I am certainly going to miss reading his stuff.
I once heard of a Chicago police officer, dying of cancer, who kept working to try to reach some number of years on the job that would vest survivor’s rights for his family.
He worked his last shift literally hours before he died – a few days short of the vesting line. I’m not sure what happened after that.

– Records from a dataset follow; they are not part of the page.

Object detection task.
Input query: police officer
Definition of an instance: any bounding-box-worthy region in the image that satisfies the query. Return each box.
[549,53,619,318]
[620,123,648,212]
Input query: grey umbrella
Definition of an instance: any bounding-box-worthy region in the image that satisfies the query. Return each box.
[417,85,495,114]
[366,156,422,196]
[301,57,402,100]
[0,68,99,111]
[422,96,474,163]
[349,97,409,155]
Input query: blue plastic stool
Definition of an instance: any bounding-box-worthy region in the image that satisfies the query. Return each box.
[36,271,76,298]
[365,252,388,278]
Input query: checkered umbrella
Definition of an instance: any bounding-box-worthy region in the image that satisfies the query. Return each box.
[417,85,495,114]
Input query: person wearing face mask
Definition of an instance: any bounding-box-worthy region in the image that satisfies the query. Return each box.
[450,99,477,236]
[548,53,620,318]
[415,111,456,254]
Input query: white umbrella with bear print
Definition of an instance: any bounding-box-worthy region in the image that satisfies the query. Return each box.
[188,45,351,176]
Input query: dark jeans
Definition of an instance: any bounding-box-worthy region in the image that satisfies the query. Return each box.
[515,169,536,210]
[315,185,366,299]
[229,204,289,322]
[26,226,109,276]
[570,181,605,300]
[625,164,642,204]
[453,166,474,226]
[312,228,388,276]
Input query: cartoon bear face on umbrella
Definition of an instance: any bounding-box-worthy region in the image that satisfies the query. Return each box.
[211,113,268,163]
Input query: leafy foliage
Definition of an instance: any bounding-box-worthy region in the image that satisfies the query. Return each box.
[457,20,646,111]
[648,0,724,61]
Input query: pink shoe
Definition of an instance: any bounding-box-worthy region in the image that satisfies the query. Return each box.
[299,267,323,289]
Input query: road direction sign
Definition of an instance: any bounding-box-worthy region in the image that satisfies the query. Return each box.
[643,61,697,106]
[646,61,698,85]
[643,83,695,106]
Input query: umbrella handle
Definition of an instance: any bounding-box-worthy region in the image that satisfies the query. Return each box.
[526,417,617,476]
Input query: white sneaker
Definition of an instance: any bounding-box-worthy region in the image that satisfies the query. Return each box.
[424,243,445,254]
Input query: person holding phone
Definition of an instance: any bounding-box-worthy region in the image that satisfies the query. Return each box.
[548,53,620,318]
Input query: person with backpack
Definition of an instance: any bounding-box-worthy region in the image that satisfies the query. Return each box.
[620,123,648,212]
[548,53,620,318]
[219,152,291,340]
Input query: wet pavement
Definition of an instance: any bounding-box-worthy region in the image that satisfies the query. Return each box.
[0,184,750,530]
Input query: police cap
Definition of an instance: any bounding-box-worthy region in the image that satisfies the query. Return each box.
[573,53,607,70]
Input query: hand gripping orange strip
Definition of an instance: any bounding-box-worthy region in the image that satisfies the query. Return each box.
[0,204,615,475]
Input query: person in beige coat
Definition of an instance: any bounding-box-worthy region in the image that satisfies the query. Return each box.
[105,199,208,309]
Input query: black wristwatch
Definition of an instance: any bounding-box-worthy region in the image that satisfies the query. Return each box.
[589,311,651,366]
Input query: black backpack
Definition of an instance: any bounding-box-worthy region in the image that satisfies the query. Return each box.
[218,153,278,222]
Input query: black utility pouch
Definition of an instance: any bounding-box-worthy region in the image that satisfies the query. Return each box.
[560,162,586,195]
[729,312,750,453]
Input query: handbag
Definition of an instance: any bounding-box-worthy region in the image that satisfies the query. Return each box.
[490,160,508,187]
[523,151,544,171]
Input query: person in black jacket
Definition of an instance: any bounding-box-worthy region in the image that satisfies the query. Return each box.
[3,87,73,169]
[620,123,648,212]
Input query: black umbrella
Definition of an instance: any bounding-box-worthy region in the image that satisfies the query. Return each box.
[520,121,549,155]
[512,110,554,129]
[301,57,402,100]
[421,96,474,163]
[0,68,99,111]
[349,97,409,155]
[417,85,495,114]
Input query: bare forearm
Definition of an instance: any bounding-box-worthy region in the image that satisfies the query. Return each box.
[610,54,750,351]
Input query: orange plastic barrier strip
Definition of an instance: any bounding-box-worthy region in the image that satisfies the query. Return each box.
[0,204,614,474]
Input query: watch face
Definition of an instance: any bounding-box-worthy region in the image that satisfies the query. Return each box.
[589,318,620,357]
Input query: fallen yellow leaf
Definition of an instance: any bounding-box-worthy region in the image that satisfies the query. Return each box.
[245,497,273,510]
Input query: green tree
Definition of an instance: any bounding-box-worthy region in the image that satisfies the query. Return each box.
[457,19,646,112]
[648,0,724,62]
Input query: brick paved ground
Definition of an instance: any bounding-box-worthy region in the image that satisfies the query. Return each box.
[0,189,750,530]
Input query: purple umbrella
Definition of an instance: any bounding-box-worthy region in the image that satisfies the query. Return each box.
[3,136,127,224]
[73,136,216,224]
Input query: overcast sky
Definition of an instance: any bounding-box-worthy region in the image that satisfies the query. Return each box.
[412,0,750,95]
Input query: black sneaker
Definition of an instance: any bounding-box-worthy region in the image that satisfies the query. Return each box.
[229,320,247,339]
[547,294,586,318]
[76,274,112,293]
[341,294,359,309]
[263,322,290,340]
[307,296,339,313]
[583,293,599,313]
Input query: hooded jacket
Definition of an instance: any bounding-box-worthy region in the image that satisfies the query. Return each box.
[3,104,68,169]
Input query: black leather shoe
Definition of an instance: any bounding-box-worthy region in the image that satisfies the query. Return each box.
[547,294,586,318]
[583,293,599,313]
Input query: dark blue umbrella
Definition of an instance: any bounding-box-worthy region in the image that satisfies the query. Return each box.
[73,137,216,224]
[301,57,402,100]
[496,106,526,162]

There are heroes we never hear of.
Good point, Rich.
Vearing slightly off topic, but the best strap line ever composed graces the Ankh Morpork Times – The Truth Shall Make ye Fret.
I am sure CH would have approved.
Turns out his mother was Jewish.( She hid the fact from her husband and children, and Hitch learned about it only after both his parents died.
He could write.
Here is what annoys me about this… Hitchens was a great writer and journalist, alright, and he stood up to Clinton, alright – and so on – but the praise he seems to have gotten in the last few years, especially from libertarians and conservatives, has been a bit like binge-drinking.
Let’s not forget that this is a man who, for all he is lionized as a truth-crusader, nevertheless seemed to deliberately ignore the gross fiscal and monetary obesity of the U.S. government and indeed, dismissed the Tea Party with a scarcely more “eloquent” version of the “ignorant hicks on welfare” slapstick. I mean he voted for Obama for christ’s sake.
In his later years (including before he was diagnosed with cancer) he was a man who was increasingly indulged by his “comrades” on the Left with softball questions on religion and alcohol and other nonsense just as he indulged them in some of their worst and most despicable stupidities. I hold that much against him.
Like so many First World leftists, he spent much of his career as a fair weather foe of the United States. But 9/11 revealed him to be a fair weather friend, for which he was ejected from the herd of independent minds. He was a tough polemicist, a fine foreign correspondent, and at last an ally, if not altogether a friend, of the West.